According to the Form 604 notice [pdf]filed on June 3, 2026, Ainsworth’s interest grew from 27,522,207 shares (8.17 percent) to 32,160,635 shares (9.55 percent). Most acquisitions took place between March and June, with prices ranging from AUD 1.05 to AUD 1.60 per share. The largest single purchase occurred on June 2, when he acquired 2,083,000 shares at AUD 1.60 each.

On-Market Purchases and Proportional Takeover Offer

This stake increase follows Ainsworth’s proportional off-market takeover offer launched in March, which aimed to acquire 5.5 percent of each shareholder’s ordinary shares at AUD 1.30 per share. Several acquisitions under this offer contributed to the overall increase, alongside routine on-market purchases.

The Form 604 filings detail the acquisitions, including transaction dates, share numbers, and purchase prices, illustrating a deliberate approach to strengthening his influence. These purchases occurred continuously from late March through early June, with multiple small and large lots executed in succession.

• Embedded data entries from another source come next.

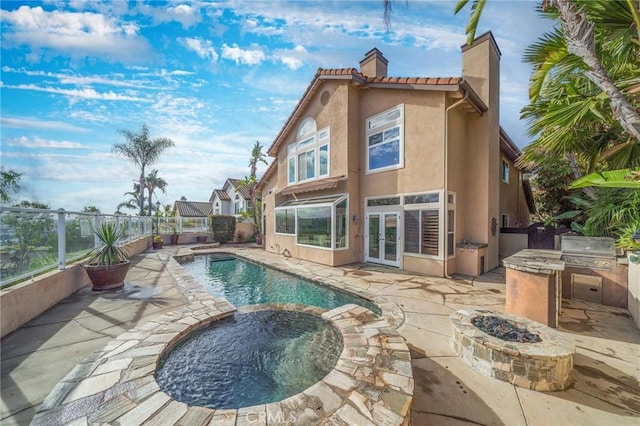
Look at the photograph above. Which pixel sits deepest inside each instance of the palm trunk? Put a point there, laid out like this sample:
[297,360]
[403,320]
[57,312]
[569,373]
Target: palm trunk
[142,192]
[580,39]
[150,201]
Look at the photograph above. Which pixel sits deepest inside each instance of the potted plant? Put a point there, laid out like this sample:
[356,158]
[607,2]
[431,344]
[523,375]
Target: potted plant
[108,265]
[174,235]
[157,242]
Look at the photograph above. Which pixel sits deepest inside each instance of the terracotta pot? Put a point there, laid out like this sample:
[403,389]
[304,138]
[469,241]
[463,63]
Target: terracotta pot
[107,277]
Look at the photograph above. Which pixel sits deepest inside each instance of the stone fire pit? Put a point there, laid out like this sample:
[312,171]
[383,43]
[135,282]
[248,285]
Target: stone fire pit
[543,366]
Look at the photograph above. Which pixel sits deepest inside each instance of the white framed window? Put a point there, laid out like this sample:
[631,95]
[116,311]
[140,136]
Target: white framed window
[505,171]
[385,140]
[308,157]
[451,224]
[319,222]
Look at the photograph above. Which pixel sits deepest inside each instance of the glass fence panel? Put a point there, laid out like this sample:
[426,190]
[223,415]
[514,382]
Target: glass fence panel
[79,237]
[29,243]
[29,239]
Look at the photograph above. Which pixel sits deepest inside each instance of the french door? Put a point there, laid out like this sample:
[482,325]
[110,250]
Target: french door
[382,238]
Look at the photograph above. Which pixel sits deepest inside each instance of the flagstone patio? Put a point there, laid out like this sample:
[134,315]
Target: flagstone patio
[606,390]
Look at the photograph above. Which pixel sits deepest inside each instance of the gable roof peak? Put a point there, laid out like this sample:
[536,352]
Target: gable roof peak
[374,64]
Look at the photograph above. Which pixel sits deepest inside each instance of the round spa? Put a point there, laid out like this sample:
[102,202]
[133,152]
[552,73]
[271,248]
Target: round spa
[252,357]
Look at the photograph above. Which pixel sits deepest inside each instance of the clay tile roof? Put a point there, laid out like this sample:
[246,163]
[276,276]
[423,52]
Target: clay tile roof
[193,208]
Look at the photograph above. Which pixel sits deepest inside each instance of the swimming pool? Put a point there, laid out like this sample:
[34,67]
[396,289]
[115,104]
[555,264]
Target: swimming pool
[245,283]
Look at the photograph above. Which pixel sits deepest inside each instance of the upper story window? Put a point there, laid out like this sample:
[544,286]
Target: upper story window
[385,140]
[505,171]
[308,156]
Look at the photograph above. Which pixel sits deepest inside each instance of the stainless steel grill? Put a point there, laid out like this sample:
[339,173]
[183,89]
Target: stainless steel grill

Governance Disputes and AGM Outcomes

Austrian gaming equipment group Novomatic AG remains the controlling shareholder of Ainsworth Game Technology, holding over 67 percent of shares. In August 2025, Novomatic submitted an unconditional takeover bid at AUD 1.00 per share to acquire the remaining shares and reach a 75-percent threshold to privatize the company. That bid ended in February 2026 without achieving the intended majority.

Kjerulf Ainsworth publicly opposed the offer, arguing that it undervalued the company. In a statement to Inside Asian Gaming, he said: “Ultimately, the key issue remains unchanged. Ainsworth needs better governance, it needs stronger management, it needs proper accountability and shareholders deserve transparency about what’s happened in the past and what’s happening now. That’s really what this entire dispute comes down to”.

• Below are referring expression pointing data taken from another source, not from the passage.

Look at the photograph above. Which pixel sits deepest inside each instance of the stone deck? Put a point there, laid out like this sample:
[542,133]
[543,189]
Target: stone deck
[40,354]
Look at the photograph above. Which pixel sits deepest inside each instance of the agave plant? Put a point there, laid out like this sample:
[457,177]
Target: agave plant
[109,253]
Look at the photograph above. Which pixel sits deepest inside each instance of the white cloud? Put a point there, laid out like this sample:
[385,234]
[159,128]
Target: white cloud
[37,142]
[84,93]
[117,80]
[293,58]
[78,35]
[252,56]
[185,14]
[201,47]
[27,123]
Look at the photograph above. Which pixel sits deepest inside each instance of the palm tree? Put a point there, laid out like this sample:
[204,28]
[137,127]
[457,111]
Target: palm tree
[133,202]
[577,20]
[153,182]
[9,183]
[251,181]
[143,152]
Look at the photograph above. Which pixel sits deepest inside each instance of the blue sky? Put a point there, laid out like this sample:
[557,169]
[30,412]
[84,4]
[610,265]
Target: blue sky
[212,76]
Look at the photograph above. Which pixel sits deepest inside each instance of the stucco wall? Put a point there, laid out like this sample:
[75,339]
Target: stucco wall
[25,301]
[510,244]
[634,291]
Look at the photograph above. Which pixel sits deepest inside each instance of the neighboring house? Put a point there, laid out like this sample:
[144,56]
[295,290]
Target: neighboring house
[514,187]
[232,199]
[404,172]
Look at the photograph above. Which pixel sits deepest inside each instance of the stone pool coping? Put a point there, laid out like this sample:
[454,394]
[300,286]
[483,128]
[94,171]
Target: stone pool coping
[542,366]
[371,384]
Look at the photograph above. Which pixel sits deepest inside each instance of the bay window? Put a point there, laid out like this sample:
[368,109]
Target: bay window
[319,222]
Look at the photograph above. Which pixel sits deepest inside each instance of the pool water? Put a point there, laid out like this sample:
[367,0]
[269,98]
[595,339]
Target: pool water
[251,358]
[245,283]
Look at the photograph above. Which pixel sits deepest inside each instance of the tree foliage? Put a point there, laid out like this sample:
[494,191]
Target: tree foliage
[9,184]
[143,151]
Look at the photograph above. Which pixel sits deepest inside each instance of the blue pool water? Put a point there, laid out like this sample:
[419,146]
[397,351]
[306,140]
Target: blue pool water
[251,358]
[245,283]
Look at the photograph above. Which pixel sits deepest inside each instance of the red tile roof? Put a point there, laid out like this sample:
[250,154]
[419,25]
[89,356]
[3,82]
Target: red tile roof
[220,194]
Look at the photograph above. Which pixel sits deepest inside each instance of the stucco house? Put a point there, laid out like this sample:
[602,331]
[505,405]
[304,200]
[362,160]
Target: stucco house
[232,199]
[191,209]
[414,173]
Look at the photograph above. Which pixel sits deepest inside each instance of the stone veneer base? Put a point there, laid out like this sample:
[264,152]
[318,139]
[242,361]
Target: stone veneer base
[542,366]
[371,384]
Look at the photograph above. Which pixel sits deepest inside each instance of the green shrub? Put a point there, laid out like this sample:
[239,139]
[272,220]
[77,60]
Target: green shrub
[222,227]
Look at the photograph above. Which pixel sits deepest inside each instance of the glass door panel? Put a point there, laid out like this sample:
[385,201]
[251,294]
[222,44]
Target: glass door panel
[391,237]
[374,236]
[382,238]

As the GGRAsia reports, at the company’s annual general meeting in late May, shareholders blocked the election of Lawrence Levy as a non-executive director, despite Ainsworth’s support. They also rejected two proposals by Novomatic, which included amendments to the constitution on director disclosure and a renewal of proportional takeover provisions.

Financial Performance and Shareholder Strategy

Ainsworth Game Technology has faced a challenging period financially. The company forecasted first-half revenue of around AUD 116 million, down 23.7 percent year-on-year, and profit before tax, excluding currency effects and one-off items, of approximately AUD 1 million, a significant decline from AUD 13.9 million the prior year.

As the second-largest shareholder, Kjerulf Ainsworth continues to consolidate influence and advocate for stronger corporate governance. The combination of on-market purchases and off-market takeover acceptances has positioned him to play a key role in shaping the company’s future direction and oversight.